Every time I got a new machine or increased the memory capacity I used to add and add more and more hard disks to the latest machine. Now I have several disks of old data (e.g windows installation, program files, etc) plus I started to symlink files and created junctions on those hard disks with actually used data to remove some load from my primary SSD disk of files not used frequently ("C:\ProgramData\Package Cache")
Some programs on those old disks may even be used, e.g no-install versions which I often use via a link on my desktop without remembering where the location actually is and which I probably do not want to delete.
One approach would be to rename all directories and continue to use the machine for several months to see where I stumble upon dead links pointing to the drives in question, but this requires some massive turnaround until I find some (maybe not even all) locations.
Now I am looking for a more aggressive approach. I created a registry search script (https://gist.github.com/Seikilos/ab23cf6b85e1d65936a5) which allows me to search for anything in all hives.

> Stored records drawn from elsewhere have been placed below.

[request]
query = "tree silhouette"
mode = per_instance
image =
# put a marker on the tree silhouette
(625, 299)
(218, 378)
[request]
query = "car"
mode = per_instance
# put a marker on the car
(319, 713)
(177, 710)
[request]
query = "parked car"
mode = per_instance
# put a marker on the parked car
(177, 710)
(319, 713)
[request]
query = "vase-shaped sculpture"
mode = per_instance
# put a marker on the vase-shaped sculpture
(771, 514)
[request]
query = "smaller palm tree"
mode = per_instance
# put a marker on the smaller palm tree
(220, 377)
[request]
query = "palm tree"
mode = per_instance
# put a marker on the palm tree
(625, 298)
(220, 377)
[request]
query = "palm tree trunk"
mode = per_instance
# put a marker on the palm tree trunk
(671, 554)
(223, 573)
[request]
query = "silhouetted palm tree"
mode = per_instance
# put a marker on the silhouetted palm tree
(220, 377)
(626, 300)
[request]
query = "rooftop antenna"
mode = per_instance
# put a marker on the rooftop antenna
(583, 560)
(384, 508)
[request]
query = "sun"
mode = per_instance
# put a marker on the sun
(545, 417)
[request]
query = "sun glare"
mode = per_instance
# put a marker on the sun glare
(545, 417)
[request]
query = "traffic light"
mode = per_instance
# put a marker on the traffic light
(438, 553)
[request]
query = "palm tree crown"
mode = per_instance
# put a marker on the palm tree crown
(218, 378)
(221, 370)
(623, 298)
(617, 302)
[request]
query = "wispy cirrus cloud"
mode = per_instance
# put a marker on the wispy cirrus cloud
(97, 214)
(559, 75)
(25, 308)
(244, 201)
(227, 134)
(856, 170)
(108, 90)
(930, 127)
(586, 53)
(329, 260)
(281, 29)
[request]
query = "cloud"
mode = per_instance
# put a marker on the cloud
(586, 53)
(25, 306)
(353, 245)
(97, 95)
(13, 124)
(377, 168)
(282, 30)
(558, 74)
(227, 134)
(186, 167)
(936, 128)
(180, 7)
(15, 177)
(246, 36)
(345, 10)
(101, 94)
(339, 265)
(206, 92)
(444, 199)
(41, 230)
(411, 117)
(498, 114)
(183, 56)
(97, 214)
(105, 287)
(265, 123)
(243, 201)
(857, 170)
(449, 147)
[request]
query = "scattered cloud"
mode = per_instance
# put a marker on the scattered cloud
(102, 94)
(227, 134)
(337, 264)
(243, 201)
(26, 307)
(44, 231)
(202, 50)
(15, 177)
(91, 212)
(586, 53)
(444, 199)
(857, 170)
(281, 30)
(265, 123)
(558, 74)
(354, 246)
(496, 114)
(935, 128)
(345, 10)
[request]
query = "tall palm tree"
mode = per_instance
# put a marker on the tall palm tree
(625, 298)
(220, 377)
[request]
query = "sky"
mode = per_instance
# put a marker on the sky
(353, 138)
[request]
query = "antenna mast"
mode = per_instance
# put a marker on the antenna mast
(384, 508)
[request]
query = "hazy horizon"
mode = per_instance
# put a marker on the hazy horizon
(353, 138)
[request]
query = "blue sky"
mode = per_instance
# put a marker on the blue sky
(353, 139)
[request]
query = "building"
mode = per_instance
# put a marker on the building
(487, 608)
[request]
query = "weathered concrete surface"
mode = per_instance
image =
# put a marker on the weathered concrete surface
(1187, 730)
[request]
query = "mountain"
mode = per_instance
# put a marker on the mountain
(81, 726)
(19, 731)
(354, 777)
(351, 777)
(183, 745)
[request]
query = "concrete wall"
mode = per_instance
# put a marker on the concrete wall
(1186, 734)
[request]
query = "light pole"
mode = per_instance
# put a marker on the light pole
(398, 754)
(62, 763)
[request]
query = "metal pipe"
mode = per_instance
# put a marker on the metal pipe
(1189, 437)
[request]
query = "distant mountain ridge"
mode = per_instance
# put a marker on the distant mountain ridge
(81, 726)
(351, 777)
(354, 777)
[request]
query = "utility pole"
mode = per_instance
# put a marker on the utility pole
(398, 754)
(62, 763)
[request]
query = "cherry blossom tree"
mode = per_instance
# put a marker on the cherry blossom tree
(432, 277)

I did this to locate references to a certain old drive but no obviously relevant paths were found (mostly in HKEY_LOCAL_MACHINE\SOFTWARE\Classes). Which makes sense, as I did not install anything on this drives from the current windows installation.
But as written above I know that there are junctions or probably simple links or any other view onto this drive which I did not detect yet and I am looking for a way to check every possibility of having data used on my current installation.
Is there a known way to obtain references, e.g reading file table etc to locate junctions or symlinks?
Update: @and31415 pointed out, that there is a cmd to get all file system level links and junctions. How ever if I have a simple link (ending with .lnk) the dir command does not show it. Argument /AL ignores them at all.
Find .lnk files is not hard, but I would like to be able to resolve them automatically too.